La fe de la Iglesia no tiene duda: «Por nosotros los hombres y por nuestra salvación bajó del cielo…», es lo que decimos en el símbolo Niceno-Constantinopolitano. Pero, ¿en qué consiste esa salvación?, ¿de qué nos salva Dios? Si decimos que del pecado, ¿podemos limitar el acto de la Encarnación al motivo de la salvación? ¿El verbo se encarnó sólo porque el hombre pecó? ¿El pecado es condición sin la cual no existiría la encarnación?
En la Edad Media comenzó esta discusión, planteada por San Anselmo de Canterbury (1033- 1109) en su libro Cur deus homo? (¿por qué Dios se hizo hombre?).
El testimonio bíblico parece unánime: «Cristo Jesús vino al mundo para salvar a los pecadores…» 1Tim 1,15 (ver también Rm 8,2-3 y 2Cor 5, 21); y así lo dice Santo Tomás de Aquino:
La Sagrada Escritura es la que nos descubre la voluntad de Dios. Y como todos los pasajes de la sagrada escritura señalan como razón de la encarnación el pecado del primer hombre, resulta más acertado decir que Dios ha querido la Encarnación para remedio del pecado, de tal manera que la Encarnación no habría tenido lugar de no haber existido el pecado. Sin embargo, no por esto queda limitado el poder de Dios ya que hubiera podido encarnarse aunque no hubiera existido el pecado. [Suma Teológica II, Q.1 a.3]

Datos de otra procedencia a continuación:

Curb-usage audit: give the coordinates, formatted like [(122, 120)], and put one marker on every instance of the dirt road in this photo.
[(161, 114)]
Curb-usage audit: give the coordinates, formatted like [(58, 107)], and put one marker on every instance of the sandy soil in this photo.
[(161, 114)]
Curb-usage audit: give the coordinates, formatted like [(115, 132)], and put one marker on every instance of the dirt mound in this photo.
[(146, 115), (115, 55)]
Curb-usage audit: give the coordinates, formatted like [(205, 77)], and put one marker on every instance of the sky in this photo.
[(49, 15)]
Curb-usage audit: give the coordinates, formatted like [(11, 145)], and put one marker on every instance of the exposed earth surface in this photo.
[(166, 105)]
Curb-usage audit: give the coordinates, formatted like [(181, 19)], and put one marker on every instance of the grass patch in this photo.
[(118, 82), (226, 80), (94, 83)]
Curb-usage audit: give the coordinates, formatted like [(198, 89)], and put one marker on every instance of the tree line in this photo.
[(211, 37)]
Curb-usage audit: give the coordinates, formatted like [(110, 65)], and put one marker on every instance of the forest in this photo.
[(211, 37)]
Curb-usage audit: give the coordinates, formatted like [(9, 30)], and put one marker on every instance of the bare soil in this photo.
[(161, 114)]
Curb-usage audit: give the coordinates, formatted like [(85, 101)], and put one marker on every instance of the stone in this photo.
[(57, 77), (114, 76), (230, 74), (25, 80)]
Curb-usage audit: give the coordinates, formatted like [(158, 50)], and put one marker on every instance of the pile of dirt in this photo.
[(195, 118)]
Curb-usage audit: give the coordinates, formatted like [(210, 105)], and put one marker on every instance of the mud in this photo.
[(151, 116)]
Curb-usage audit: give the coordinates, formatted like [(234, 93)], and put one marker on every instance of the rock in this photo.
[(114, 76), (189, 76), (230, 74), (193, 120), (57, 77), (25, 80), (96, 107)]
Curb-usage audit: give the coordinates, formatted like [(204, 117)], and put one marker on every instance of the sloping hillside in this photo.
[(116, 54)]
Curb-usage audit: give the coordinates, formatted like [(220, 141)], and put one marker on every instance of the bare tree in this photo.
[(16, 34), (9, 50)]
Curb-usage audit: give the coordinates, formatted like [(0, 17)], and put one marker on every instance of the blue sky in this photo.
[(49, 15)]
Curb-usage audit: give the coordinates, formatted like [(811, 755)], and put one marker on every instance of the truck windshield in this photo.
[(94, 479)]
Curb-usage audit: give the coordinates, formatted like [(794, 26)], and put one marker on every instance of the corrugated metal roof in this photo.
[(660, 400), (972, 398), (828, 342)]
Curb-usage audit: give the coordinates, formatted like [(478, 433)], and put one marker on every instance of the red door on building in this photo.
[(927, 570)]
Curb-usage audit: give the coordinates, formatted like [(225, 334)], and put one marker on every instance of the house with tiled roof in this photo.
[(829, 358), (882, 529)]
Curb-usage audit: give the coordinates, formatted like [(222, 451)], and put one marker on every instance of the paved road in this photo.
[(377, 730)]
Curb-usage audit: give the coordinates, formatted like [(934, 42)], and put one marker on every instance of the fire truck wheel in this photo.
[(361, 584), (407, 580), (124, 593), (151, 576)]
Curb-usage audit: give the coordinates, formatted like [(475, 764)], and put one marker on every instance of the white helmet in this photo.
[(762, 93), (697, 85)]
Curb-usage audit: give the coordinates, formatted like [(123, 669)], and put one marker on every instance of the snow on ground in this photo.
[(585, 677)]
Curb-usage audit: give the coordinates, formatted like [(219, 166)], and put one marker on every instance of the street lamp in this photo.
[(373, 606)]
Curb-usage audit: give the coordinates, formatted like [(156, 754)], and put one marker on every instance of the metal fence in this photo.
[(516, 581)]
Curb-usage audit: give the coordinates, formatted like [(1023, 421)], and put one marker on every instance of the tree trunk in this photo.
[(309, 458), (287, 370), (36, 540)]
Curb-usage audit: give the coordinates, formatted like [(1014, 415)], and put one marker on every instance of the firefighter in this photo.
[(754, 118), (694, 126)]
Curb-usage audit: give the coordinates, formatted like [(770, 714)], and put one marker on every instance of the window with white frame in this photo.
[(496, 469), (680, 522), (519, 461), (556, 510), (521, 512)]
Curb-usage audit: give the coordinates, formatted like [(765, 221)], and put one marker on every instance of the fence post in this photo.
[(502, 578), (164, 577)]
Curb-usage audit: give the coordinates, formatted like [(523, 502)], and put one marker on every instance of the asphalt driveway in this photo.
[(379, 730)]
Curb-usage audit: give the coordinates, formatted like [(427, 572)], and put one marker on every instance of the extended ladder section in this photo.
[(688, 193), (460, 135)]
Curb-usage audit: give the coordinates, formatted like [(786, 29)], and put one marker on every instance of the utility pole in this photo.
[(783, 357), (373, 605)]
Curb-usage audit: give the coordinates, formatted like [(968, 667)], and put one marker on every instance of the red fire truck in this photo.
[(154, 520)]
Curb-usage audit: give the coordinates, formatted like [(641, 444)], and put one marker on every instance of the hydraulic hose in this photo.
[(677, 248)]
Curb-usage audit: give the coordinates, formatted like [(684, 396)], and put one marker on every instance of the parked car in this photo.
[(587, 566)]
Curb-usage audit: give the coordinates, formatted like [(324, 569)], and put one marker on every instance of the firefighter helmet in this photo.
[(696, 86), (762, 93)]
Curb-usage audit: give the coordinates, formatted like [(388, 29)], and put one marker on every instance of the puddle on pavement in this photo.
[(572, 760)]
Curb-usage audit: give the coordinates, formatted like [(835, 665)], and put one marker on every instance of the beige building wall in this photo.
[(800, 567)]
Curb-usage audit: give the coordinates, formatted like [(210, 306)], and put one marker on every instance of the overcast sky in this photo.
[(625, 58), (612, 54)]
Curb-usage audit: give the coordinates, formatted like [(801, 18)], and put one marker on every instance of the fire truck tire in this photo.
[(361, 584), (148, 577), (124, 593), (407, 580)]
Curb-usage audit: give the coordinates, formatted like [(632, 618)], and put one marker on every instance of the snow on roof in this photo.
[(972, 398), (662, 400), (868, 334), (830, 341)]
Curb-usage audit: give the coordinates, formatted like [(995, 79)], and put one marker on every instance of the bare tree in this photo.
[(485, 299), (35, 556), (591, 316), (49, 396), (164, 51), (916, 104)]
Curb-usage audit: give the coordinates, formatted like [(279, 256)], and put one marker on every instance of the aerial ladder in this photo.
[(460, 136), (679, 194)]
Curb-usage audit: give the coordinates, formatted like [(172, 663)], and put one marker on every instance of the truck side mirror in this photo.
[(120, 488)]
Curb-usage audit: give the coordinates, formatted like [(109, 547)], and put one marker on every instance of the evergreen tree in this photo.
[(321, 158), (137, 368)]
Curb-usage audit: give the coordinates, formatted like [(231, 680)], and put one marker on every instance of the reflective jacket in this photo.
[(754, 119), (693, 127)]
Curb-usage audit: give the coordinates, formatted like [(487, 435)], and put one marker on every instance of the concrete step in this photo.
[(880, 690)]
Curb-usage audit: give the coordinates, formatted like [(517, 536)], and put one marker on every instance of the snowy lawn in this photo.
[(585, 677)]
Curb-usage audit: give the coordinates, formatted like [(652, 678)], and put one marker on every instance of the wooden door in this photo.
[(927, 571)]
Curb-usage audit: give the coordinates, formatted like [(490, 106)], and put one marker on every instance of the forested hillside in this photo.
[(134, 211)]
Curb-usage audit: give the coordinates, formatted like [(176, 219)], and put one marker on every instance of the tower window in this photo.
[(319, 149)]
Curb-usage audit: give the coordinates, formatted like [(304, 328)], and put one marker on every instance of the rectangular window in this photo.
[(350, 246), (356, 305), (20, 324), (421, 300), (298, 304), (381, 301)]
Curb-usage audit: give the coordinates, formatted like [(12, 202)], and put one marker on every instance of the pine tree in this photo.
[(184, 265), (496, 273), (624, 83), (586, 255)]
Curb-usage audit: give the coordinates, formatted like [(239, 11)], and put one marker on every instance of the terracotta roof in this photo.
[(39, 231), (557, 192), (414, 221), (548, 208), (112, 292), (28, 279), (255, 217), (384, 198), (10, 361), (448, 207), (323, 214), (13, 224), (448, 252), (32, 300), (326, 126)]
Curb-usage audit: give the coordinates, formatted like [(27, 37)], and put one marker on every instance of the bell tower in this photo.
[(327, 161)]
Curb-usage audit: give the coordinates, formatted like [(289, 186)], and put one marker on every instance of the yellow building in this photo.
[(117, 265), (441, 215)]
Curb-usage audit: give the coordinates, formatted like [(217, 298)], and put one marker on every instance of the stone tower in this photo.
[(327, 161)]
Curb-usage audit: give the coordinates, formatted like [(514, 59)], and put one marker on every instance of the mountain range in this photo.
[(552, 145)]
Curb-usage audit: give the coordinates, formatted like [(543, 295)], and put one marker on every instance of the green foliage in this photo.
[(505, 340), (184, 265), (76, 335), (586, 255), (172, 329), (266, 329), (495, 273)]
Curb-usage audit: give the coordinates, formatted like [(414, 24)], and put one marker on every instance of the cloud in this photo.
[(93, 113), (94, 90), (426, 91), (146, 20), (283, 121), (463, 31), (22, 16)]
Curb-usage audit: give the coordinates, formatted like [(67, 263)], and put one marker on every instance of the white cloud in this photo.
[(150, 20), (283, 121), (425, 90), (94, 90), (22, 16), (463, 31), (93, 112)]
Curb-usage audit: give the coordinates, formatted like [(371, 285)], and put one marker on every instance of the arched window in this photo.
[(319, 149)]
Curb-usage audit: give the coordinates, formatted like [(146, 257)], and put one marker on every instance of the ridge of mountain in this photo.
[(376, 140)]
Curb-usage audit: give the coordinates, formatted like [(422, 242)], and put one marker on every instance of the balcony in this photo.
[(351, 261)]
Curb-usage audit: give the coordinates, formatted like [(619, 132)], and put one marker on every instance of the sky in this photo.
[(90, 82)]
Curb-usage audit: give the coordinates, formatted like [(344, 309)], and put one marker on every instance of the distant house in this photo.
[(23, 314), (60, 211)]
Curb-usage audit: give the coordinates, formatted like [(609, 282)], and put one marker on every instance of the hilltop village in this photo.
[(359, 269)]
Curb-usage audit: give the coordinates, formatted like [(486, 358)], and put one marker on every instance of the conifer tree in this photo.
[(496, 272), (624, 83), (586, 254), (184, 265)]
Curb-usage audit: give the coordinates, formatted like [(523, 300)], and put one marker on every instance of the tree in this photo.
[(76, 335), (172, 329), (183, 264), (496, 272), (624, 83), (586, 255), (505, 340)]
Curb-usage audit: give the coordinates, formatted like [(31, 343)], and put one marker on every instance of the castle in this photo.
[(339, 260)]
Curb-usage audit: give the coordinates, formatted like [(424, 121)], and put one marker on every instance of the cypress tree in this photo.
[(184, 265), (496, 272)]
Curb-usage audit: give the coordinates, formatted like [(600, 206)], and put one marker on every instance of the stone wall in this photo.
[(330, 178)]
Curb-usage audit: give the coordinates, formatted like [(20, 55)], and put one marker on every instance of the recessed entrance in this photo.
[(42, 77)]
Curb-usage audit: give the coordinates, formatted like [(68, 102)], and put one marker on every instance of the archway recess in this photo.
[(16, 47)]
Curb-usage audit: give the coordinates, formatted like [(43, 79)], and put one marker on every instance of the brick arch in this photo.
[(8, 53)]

Sin embargo estaríamos ante un problema: la acción de Dios estaría condicionada a una acto humano contingente: la desobediencia. Para Juan Duns Scoto la obra de la encarnación no estaría condicionada por la desobediencia de Adán, sino por la supremacía de Cristo: «Parece muy poco razonable que Dios deje de hacer una obra tan excelsa a causa de la buena conducta de Adán, es decir, si Adán no hubiera pecado» [Opus Oxeniense III d.7, q.4]. Un bien menor (la obediencia) eliminaría la posibilidad de un bien mayor (la Encarnación).
La respuesta debemos encontrarla en la concepción dinámica de la historia que tienen los autores de la Biblia. La dimensión histórica de la Sagrada Escritura se desarrolla en la contemplación de Dios. Dios ya tenía un plan desde el principio, en el que estaba pensada la Encarnación desde la eternidad.
Dios ha creado todo por el Verbo y para él (Col 1,17) y Dios «antes de la creación del mundo nos eligió para que por el amor fuéramos consagrados e irreprochables en su presencia» (Ef 1,4). Es decir, la Encarnación ya estaba, desde la eternidad, en el plan de Dios, por tanto no depende del pecado de Adán, «no es un hecho contingente que se añade a una historia preconstituida… sino que expresa una ley esencial… fundada en la libre elección divina (“hecha antes de la creación del mundo”) de llamar al hombre a una comunión con él en Cristo» [Marcello Bordoni, «Encarnación» en Nuevo Diccionario de Teología]. Si la Encarnación nos salva del pecado es porque Dios nos ha querido plenos ante su presencia, no porque algo le salió mal y tenía que remediarlo.

Por tanto, la Encarnación es un don grande de Dios, que entrega libremente, no condicionado por una acción u omisión humana y que había planeado desde el principio, desde la eternidad, para llevarnos a la plenitud en Cristo, «para que quien crea en él tenga vida eterna» (Jn 3,15)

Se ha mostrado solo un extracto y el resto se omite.